Le Haut commissaire de l'ONU pour les réfugiés Filippo Grandi estime que les efforts birmans pour des conditions adaptées au rapatriement des réfugiés rohingyas depuis le Bangladesh sont «trop lents». Mardi à Genève, le chef de la diplomatie du pays d'accueil a demandé aux Etats membres de «mettre la pression» sur la Birmanie.

Les avancées des autorités birmanes pour des conditions de rapatriement «sûr» et «volontaire» sont «trop lentes» et «ne sont pas encore observées», a déploré devant la presse Filippo Grandi. Plus d'un million de Rohingyas se trouvent toujours au Bangladesh, dont plus de trois quarts avaient fui en 2017 les violences contre la minorité musulmane, considérées par plusieurs responsables onusiens comme un possible génocide.

Un accord avait été conclu entre les autorités birmanes et plusieurs agences onusiennes, dont le Haut-Commissariat pour les réfugiés (HCR), pour faciliter le retour de ces centaines de milliers de personnes. Devant le Conseil des droits de l'homme il a quelques jours, le gouvernement birman avait relevé que plusieurs centaines avaient annoncé leur souhait de revenir dans ce pays.

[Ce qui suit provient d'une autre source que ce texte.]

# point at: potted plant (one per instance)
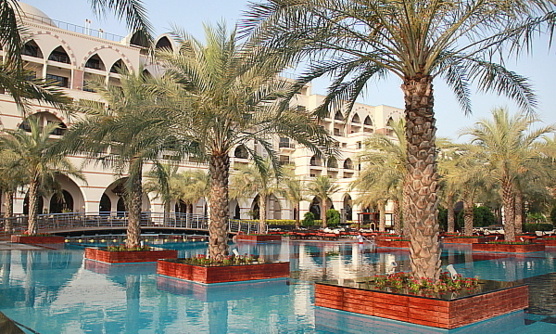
(231, 268)
(123, 254)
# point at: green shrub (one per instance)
(531, 228)
(332, 217)
(308, 219)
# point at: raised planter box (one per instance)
(34, 239)
(103, 255)
(508, 248)
(220, 274)
(546, 242)
(466, 240)
(257, 237)
(436, 312)
(392, 243)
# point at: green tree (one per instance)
(132, 130)
(322, 187)
(223, 100)
(37, 159)
(417, 41)
(260, 178)
(385, 161)
(506, 143)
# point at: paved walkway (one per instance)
(7, 245)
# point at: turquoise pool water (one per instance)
(57, 291)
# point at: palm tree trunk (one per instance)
(323, 212)
(219, 174)
(135, 201)
(468, 215)
(508, 200)
(451, 214)
(518, 213)
(396, 217)
(33, 207)
(421, 184)
(9, 211)
(381, 217)
(262, 213)
(297, 220)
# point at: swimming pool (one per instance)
(57, 291)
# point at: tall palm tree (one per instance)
(385, 161)
(132, 130)
(322, 187)
(260, 178)
(291, 189)
(37, 160)
(506, 143)
(417, 41)
(223, 100)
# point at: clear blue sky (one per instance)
(190, 15)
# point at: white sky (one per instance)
(190, 15)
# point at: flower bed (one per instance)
(257, 237)
(466, 239)
(398, 243)
(37, 239)
(128, 256)
(448, 310)
(208, 274)
(508, 247)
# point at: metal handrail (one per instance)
(75, 221)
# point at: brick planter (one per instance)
(426, 311)
(34, 239)
(257, 237)
(460, 240)
(220, 274)
(103, 255)
(508, 248)
(546, 242)
(392, 243)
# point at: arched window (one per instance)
(339, 116)
(348, 164)
(60, 55)
(164, 43)
(241, 152)
(32, 49)
(95, 63)
(118, 67)
(368, 121)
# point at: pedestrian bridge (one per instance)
(74, 223)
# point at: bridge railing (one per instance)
(74, 221)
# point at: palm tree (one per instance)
(223, 101)
(261, 178)
(292, 191)
(507, 144)
(385, 160)
(37, 160)
(322, 187)
(129, 132)
(417, 41)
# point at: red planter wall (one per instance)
(220, 274)
(392, 243)
(103, 255)
(456, 240)
(509, 248)
(257, 237)
(423, 311)
(29, 239)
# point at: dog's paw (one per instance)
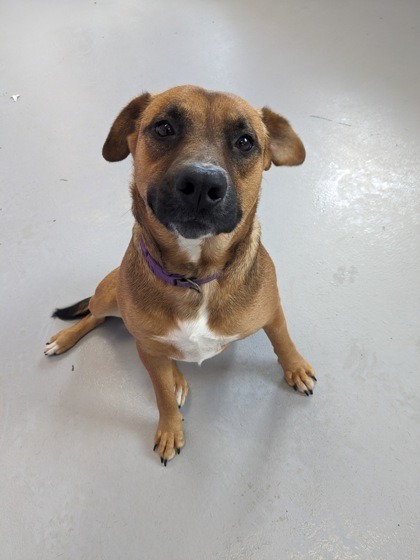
(52, 347)
(180, 387)
(169, 440)
(60, 343)
(301, 377)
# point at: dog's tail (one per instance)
(79, 309)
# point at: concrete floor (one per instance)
(266, 474)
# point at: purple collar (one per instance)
(173, 279)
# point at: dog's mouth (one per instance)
(200, 201)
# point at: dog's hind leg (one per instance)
(94, 311)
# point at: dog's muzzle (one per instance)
(198, 200)
(201, 187)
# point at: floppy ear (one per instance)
(284, 145)
(117, 147)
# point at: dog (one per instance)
(195, 276)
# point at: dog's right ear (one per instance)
(117, 147)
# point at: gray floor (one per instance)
(266, 474)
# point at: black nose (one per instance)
(201, 186)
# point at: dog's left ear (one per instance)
(120, 141)
(284, 145)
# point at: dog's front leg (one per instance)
(169, 438)
(298, 373)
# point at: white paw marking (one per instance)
(51, 348)
(179, 397)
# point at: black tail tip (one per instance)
(79, 309)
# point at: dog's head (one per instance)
(199, 156)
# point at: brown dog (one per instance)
(195, 276)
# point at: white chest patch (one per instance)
(191, 246)
(195, 340)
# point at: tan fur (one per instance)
(243, 299)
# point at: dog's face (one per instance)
(199, 156)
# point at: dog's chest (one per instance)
(195, 341)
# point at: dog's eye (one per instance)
(244, 143)
(163, 128)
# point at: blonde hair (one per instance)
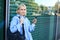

Mais en Birmanie, les libertés de mouvement sont toujours restreintes et l'attribution de la citoyenneté pour les Rohingyas n'est toujours pas clarifiée, insiste M. Grandi. Des dispositifs d'éducation et de formation ont été lancés dans les camps de réfugiés au Bangladesh et doivent être également menés côté birman, selon lui.

Sept Rohingyas tués

De son côté, le ministre des Affaires étrangères du Bangladesh Shahriar Alam a dit avoir demandé mardi aux Etats de«mettre la pression» pour faciliter ces rapatriements. «J'attends qu'ils en fassent davantage», a-t-il affirmé. Avec M. Grandi et le directeur général de l'Organisation internationale pour les migrations (OIM) Antonio Vitorino, il a aussi lancé mardi un appel pour 877 millions de dollars (plus de 839 millions de francs) pour cette année.

Lundi, la police du Bangladesh avait tué sept Rohingyas suspectés d'être des criminels. Elle affirme que beaucoup parmi les réfugiés ont été impliqués dans des importations de drogue, des vols et d'autres infractions perpétrées autour des camps. Un «défi» selon le ministre qui a dit que les efforts se poursuivraient. La police a tué l'année dernière plusieurs dizaines de Rohingyas dans de «présumées fusillades», dit une ONG. (nxp/ats)

(NewsXpress)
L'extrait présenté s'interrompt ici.